Didier Cornaille "Les trois chats de Chamasson"
Trois chats plus ou moins sauvages ont élu domicile dans le fenil d'une ferme perdue au fond des bois. Ils y sont tranquilles jusqu'à l'arrivée de Sylvestre, la soixantaine bien engagée, qui vient se réfugier dans la maison familiale. Mais il y a l'agriculteur voisin qui lorgne sur ses terres et aussi une communauté de contestataires plus ou moins écolos, dont la belle Aurélie. Et il y a ce fils et ce petit-fils qu'il ne connaît pas encore. Aurélie et Agathe, une vieille complice, vont pousser Sylvestre à renouer les liens avec la vie.

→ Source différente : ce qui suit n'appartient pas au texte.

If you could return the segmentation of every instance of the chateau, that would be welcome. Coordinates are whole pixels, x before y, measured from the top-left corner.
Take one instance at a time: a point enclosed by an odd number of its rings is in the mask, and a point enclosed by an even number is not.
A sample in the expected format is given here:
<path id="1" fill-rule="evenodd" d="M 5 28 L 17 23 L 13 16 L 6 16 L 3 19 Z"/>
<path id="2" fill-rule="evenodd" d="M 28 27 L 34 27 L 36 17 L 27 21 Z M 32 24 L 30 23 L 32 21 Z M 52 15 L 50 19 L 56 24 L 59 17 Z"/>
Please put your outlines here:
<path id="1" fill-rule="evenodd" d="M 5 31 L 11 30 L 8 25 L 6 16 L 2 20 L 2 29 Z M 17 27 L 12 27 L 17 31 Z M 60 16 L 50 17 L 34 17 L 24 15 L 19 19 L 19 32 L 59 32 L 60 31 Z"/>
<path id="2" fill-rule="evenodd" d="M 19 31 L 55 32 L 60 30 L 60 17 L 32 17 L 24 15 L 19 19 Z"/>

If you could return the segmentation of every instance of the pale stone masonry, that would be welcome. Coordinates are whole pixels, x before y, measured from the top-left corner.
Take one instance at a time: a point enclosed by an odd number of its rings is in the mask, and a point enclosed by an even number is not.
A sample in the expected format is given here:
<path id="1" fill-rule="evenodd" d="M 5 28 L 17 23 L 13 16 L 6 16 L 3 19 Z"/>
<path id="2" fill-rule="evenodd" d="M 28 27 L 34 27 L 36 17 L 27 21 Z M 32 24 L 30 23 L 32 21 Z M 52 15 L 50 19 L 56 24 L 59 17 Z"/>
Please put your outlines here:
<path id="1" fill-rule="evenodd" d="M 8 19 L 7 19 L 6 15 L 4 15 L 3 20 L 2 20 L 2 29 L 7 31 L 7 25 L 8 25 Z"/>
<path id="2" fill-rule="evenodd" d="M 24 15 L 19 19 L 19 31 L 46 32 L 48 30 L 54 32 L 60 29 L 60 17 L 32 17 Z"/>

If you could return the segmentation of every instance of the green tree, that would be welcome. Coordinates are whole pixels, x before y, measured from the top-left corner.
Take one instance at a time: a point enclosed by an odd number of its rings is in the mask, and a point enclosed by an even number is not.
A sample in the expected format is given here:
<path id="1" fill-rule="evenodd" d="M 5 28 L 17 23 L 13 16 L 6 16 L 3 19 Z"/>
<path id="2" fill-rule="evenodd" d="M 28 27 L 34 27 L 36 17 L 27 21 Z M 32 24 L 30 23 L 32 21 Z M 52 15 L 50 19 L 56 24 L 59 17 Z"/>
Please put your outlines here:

Chronique de Jacques PLAINE publiée dans L’Essor
Didier Cornaille - Les Trois Chats de Chamasson - Presses de la Cité - 19 €
Observateur passionné du monde rural dont il est issu, Didier Cornaille lui a consacré sa carrière comme journaliste spécialisé puis comme romancier. Connu « comme le loup blanc » dans le Morvan, il l’est aussi à la Fête du Livre de Saint-Étienne.

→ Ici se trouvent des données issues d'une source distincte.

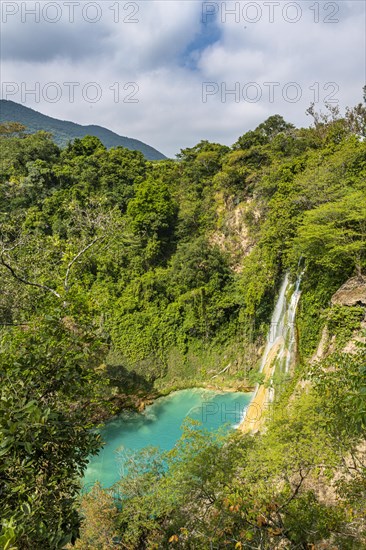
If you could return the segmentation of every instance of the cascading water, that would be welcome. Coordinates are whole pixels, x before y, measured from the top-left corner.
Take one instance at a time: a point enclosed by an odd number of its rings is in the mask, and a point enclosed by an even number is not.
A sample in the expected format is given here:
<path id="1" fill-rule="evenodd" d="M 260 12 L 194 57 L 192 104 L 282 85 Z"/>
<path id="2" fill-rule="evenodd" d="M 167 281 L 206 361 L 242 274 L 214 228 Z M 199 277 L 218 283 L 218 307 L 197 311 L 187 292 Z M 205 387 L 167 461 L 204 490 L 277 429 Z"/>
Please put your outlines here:
<path id="1" fill-rule="evenodd" d="M 288 373 L 295 359 L 295 316 L 301 294 L 302 275 L 303 272 L 298 276 L 295 285 L 290 283 L 288 273 L 283 279 L 259 369 L 264 374 L 264 384 L 257 384 L 253 399 L 244 412 L 239 426 L 243 431 L 259 429 L 263 411 L 274 399 L 274 373 Z"/>

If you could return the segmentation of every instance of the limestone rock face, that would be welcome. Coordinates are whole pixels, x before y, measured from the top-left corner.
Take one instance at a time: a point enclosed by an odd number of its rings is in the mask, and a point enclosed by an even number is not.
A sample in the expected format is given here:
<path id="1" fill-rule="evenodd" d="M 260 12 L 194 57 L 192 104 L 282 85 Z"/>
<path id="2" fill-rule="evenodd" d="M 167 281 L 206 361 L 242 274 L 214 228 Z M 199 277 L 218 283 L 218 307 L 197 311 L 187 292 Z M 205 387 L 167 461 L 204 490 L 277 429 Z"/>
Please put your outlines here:
<path id="1" fill-rule="evenodd" d="M 332 296 L 332 305 L 366 306 L 366 278 L 352 277 L 348 279 Z"/>

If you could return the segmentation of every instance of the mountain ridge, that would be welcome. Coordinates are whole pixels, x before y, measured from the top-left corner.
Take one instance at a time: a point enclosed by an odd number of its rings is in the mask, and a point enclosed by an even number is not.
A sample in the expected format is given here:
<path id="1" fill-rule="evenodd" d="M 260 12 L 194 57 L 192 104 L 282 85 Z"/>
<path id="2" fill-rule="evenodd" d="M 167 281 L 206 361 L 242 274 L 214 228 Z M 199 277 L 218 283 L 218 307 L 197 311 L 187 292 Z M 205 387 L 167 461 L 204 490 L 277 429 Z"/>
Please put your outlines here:
<path id="1" fill-rule="evenodd" d="M 109 149 L 111 147 L 126 147 L 140 151 L 147 160 L 164 160 L 166 156 L 150 145 L 134 138 L 120 136 L 112 130 L 97 124 L 82 125 L 76 122 L 61 120 L 44 115 L 35 109 L 26 107 L 15 101 L 0 100 L 0 122 L 14 121 L 26 126 L 29 133 L 46 130 L 53 135 L 54 141 L 60 147 L 65 147 L 69 141 L 87 135 L 98 137 Z"/>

Après s’être fait la main sur les barricades en 1968, Sylvestre a enchaîné les luttes. Du Larzac à Notre-Dame-des-Landes en passant par les centrales de Plogoff et du Cornet, la ferme des mille vaches et l’enfouissement des déchets nucléaires de Bure. Il était partout, à la tête de tous les conflits, remonté comme une pendule : « en matière de contestation, tu es notre père à tous ! » dira même Aurélie - l’écolo du village - qui question manifestations, rassemblements, forums de la contestation en tous genres, en connaît elle aussi un sacré rayon.

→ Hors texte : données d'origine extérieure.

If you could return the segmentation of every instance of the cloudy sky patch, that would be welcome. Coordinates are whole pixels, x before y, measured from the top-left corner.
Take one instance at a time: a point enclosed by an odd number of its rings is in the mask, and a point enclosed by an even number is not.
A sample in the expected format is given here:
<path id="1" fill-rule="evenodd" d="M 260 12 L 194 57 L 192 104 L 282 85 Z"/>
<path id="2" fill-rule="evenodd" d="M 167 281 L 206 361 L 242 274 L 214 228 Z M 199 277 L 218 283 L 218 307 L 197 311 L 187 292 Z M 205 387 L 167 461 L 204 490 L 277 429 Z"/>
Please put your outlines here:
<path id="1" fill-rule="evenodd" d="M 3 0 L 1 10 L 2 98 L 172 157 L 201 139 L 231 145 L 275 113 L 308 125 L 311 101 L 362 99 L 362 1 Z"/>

Et puis la soixantaine bien engagée - après avoir vécu toutes les misères, les injustices, les luttes vaines et les mesquineries les plus crasses - sans un sou en poche, usé par tant de causes perdues et largué par sa femme, il plie les gaules et rentre à la maison. Celle dont quarante ans plus tôt il a claqué la porte, pensant alors avoir mieux à faire qu’aider son père à retaper la vieille ferme dans laquelle il envisageait de poser ses rames d’instituteur.
Aujourd’hui ses parents sont morts. Les voisins, non. Un vieux couple de fermiers retraités, heureux de retrouver celui qu’ils ont connu jadis et de panser ses plaies à l’âme qu’ils découvrent abyssales. « Un illuminé », un simple illuminé estime pour sa part Eugène Ravalot. « Un dépendeur d’andouilles » qui ne sait plus ce qu’était la vraie campagne, celle des paysans à trois vaches et quatre chèvres, et qui ne jure que par celle de la biodiversité, des altermondialistes, et des écosystèmes.
Un homme blessé en tous cas, prêt à se laisser marcher sur le ventre par ce primate de Ravalot, le roi de la coupe à blanc et du sapin de Noël à prix d’usine. Un froid businessman des champs, des bois et des pâtures qui trouvera sur sa route Aurélie. Aurélie, « la rouquine au camion pourri » qui ne veut pas que Sylvestre, « le père de toutes les contestations » se couche aux pieds de cette ordure de Ravalot.